By \(\widetilde W_p^{(l)}(D)\) \((p \ge 1)\) we shall denote the set of all functions \(f(X)\) \((X=(x_1,\ldots,x_n))\), defined in \(D\), possessing all generalized derivatives in the sense of S. L. Sobolev \((^1)\) of order \(\bar l=[l]\) (\([l]\) is the integer part of \(l\)), satisfying the conditions:

\[ 1)\quad \|f\|_{L_p(D)}=\left[\int_D |f(X)|^p\,dX\right]^{1/p}<\infty; \]

\[ 2)\quad \|f\|_{L_p^{(l)}(D)} = \sum_{i_1,\ldots,i_l=1}^{n} \left[ \int_D \left| \frac{\partial^l f(X)}{\partial x_{i_1}\cdots \partial x_{i_l}} \right|^p dX \right]^{1/p} <\infty, \]

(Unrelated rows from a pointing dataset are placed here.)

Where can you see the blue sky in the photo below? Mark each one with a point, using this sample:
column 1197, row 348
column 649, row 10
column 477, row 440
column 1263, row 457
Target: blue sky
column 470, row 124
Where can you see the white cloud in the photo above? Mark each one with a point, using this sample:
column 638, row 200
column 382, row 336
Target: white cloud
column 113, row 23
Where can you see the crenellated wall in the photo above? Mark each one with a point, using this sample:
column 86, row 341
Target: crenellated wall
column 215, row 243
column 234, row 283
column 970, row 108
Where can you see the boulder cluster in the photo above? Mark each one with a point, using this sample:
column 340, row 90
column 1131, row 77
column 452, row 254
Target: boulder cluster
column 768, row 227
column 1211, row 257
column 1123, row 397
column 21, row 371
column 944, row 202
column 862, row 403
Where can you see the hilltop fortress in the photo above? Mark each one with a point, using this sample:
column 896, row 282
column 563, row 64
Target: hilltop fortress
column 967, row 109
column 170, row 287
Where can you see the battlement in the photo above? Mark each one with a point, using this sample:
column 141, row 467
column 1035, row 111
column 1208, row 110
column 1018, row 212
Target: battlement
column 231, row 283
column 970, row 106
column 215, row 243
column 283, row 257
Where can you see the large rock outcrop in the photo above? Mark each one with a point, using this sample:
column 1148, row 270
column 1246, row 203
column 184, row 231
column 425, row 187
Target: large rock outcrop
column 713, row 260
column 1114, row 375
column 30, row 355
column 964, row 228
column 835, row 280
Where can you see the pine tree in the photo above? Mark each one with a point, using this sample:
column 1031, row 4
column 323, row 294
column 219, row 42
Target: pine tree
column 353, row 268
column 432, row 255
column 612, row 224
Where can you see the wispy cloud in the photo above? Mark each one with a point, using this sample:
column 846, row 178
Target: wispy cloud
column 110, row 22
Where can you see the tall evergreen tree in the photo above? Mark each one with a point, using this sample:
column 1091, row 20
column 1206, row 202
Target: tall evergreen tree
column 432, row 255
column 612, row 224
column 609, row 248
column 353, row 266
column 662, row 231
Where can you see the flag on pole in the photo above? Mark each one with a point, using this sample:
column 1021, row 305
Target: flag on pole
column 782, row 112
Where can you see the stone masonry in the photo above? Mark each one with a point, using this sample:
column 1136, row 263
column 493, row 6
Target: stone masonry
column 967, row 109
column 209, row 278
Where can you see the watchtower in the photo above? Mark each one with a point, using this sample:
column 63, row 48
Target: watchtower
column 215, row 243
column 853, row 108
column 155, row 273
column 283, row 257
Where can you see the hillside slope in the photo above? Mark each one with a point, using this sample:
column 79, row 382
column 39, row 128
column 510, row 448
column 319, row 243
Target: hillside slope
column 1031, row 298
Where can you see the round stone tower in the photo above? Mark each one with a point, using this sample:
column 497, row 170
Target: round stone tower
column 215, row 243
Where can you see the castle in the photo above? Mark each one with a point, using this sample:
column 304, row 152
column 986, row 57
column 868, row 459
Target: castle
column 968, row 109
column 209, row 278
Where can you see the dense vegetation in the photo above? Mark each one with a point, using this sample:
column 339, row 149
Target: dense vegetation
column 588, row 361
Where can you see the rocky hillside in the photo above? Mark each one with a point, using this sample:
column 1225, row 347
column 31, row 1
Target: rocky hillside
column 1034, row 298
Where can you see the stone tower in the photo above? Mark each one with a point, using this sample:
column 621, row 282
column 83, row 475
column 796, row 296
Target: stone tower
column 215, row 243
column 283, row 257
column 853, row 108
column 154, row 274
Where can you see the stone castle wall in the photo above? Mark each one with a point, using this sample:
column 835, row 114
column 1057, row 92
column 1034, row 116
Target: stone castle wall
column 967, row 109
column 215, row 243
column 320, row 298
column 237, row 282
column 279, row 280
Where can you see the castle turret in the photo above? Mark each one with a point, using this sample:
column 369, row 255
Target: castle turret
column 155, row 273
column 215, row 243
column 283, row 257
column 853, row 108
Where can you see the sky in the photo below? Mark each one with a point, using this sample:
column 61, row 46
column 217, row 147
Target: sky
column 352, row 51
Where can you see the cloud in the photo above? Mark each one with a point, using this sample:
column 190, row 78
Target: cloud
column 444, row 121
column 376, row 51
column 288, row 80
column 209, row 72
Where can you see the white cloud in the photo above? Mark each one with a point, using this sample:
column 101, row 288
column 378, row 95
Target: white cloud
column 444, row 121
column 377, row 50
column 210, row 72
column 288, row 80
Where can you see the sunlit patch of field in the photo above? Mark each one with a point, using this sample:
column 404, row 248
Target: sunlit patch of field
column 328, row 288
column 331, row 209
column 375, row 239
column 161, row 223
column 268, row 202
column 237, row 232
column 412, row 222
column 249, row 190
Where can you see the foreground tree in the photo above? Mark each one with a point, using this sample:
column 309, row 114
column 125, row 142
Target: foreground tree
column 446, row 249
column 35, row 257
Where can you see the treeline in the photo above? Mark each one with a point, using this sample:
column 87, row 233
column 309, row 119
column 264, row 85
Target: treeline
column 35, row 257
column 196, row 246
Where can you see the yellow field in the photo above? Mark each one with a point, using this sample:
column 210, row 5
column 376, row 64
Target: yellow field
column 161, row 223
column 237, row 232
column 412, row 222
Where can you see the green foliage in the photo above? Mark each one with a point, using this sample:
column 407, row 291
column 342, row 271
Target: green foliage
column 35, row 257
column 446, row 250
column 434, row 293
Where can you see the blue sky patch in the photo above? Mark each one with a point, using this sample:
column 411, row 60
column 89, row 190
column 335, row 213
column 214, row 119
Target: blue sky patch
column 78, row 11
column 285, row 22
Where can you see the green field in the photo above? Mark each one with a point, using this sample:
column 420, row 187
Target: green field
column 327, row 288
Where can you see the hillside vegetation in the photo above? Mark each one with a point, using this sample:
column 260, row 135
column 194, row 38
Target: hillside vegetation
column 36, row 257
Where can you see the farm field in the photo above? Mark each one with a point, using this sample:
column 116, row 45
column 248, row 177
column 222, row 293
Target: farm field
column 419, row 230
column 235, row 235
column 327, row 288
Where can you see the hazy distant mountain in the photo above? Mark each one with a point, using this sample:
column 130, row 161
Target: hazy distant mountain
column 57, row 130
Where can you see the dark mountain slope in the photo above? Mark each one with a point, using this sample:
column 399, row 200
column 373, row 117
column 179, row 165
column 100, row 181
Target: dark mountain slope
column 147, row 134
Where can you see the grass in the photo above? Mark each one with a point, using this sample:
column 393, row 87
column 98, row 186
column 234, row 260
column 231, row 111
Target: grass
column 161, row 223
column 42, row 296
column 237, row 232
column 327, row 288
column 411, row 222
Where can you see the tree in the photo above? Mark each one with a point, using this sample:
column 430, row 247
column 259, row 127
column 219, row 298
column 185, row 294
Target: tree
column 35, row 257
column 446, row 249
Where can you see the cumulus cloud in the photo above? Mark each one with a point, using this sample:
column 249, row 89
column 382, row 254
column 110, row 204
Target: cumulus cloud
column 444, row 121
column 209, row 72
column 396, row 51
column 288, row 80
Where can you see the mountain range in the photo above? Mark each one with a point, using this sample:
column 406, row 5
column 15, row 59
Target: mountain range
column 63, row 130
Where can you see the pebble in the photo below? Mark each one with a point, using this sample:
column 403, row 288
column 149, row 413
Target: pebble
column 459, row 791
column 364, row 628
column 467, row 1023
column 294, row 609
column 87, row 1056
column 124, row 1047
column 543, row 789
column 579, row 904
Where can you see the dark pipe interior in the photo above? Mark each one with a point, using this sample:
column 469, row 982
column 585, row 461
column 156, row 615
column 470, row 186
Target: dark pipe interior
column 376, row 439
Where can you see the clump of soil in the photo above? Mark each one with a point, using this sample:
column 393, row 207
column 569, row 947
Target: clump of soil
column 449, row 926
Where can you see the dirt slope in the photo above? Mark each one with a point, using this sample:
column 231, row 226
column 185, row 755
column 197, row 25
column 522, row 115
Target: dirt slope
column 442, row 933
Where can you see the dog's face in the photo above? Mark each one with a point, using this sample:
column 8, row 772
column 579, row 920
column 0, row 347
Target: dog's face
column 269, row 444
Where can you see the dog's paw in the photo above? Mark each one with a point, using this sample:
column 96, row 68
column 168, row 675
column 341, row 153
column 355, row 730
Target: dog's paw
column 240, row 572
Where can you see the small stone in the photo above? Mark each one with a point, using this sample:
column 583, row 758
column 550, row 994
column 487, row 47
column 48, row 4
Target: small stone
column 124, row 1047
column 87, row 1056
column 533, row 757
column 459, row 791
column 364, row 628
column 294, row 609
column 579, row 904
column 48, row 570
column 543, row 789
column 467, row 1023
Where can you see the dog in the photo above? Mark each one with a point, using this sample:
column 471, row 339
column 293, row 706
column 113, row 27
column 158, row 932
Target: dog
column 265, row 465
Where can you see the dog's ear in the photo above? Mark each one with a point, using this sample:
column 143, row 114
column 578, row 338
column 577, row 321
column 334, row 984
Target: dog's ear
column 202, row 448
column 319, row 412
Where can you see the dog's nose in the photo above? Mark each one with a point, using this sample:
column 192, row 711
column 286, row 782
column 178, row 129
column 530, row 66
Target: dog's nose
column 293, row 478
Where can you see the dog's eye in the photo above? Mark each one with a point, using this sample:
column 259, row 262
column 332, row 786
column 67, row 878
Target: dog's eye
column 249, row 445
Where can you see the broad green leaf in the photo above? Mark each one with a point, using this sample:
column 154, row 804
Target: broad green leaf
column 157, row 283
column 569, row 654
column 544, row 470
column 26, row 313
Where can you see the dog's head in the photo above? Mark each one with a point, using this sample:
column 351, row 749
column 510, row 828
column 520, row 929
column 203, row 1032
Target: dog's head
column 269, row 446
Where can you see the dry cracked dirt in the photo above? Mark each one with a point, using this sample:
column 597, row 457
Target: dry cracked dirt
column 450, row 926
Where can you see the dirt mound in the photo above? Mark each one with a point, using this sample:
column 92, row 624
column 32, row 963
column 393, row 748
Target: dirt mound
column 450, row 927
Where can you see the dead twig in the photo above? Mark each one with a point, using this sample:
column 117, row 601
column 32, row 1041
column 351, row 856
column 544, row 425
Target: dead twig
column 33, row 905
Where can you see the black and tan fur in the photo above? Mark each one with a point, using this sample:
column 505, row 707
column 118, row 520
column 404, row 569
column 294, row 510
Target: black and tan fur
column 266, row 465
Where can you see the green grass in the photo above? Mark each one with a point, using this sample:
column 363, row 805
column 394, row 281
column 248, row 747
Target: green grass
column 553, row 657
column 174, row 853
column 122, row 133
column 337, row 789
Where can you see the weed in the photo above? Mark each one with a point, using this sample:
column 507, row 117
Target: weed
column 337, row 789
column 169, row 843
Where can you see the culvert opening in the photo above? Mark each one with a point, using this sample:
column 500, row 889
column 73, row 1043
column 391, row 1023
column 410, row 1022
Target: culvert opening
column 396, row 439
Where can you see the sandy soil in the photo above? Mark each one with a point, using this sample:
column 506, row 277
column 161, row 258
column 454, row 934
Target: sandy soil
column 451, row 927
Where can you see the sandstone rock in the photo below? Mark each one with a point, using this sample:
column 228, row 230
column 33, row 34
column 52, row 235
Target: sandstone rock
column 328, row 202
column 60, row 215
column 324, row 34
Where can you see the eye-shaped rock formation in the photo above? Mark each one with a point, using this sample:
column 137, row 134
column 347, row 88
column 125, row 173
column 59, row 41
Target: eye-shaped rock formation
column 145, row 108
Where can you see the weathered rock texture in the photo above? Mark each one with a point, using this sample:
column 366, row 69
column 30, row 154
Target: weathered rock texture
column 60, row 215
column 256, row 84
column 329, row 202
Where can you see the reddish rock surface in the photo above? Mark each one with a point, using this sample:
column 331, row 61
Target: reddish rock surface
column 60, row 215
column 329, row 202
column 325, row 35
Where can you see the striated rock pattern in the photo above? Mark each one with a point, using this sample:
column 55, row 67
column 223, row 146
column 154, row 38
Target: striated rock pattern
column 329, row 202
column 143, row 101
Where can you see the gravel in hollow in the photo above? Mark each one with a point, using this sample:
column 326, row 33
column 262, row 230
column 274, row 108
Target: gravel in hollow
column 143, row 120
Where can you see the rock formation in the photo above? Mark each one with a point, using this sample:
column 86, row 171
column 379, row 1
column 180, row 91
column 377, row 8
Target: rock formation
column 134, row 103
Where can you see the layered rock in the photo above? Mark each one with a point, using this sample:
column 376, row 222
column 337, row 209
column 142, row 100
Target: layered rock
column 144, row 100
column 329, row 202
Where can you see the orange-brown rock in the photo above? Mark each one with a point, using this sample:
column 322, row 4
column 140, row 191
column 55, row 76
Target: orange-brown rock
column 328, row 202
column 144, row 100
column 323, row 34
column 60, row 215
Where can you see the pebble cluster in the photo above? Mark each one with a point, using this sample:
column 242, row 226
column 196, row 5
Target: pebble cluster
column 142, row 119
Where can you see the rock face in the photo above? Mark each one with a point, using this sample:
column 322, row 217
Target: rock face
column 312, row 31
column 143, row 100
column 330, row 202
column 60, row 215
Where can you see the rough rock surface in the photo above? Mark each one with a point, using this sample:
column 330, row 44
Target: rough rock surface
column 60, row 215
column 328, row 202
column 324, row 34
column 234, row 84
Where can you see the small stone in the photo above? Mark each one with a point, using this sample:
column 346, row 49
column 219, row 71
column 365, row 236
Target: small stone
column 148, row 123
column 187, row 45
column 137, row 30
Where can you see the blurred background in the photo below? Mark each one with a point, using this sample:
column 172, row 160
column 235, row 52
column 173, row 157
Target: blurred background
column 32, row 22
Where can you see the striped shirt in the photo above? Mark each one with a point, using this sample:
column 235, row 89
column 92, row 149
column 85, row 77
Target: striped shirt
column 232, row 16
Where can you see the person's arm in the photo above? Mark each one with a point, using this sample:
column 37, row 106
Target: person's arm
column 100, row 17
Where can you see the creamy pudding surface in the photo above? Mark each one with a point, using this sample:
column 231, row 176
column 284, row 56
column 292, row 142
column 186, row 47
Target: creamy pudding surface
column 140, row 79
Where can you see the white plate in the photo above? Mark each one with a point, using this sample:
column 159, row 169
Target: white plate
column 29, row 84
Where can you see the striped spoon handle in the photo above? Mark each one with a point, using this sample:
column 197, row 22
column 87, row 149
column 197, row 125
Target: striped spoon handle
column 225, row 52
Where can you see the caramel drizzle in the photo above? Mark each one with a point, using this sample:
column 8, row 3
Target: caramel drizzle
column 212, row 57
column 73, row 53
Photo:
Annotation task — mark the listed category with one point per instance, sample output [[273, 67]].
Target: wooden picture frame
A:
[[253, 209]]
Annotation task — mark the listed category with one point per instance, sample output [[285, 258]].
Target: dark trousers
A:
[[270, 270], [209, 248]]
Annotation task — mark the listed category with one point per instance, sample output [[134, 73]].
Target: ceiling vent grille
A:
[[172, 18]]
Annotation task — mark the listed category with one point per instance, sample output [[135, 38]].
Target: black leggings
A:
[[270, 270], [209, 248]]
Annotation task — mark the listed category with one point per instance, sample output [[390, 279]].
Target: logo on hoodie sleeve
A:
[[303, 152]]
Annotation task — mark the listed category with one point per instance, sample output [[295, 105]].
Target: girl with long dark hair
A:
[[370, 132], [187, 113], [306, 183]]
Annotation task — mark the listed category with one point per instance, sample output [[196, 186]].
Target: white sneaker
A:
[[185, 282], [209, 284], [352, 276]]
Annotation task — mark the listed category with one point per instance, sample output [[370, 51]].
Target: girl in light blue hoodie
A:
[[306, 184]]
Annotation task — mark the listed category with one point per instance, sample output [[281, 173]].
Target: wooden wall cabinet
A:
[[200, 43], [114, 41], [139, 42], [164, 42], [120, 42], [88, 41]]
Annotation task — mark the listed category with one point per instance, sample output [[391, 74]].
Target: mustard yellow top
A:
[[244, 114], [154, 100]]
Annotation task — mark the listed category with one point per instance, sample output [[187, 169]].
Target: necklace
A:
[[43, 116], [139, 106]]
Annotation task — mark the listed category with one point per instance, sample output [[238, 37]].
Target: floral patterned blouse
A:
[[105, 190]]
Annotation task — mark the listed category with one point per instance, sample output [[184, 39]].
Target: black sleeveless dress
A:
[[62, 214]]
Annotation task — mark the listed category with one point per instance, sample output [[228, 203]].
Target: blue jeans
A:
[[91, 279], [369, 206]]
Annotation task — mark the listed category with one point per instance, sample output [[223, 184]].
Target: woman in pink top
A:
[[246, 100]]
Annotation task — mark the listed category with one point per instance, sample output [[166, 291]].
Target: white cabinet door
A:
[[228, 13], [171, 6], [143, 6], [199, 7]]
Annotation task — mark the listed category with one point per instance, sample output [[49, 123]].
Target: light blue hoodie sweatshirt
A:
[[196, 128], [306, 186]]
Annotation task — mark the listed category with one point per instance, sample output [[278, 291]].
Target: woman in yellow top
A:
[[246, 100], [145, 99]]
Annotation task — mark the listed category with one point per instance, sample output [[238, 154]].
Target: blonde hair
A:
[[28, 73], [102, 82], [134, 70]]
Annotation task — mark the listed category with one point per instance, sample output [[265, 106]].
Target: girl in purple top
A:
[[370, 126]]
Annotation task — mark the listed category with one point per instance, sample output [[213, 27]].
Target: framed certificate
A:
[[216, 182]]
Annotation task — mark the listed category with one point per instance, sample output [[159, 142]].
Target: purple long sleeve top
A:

if \(l\) is an integer, or

\[ 2')\quad \|f\|_{L_p^{(l)}(D)} = \sum_{i_1,\ldots,i_{\bar l}=1}^{n} \left[ \int_D \left( \int_D \frac{ \left| \frac{\partial^{\bar l} f(X)}{\partial x_{i_1}\cdots \partial x_{i_{\bar l}}} - \frac{\partial^{\bar l} f(Y)}{\partial x_{i_1}\cdots \partial x_{i_{\bar l}}} \right|^p }{ |X-Y|^{\,n+(l-\bar l)p} } \,dY \right) dX \right]^{1/p} <\infty, \]

if \(l\) is not an integer.

Put

\[ \|f\|_{\widetilde W_p^{(l)}(D)} = \|f\|_{L_p(D)}+\|f\|_{L_p^{(l)}(D)}. \]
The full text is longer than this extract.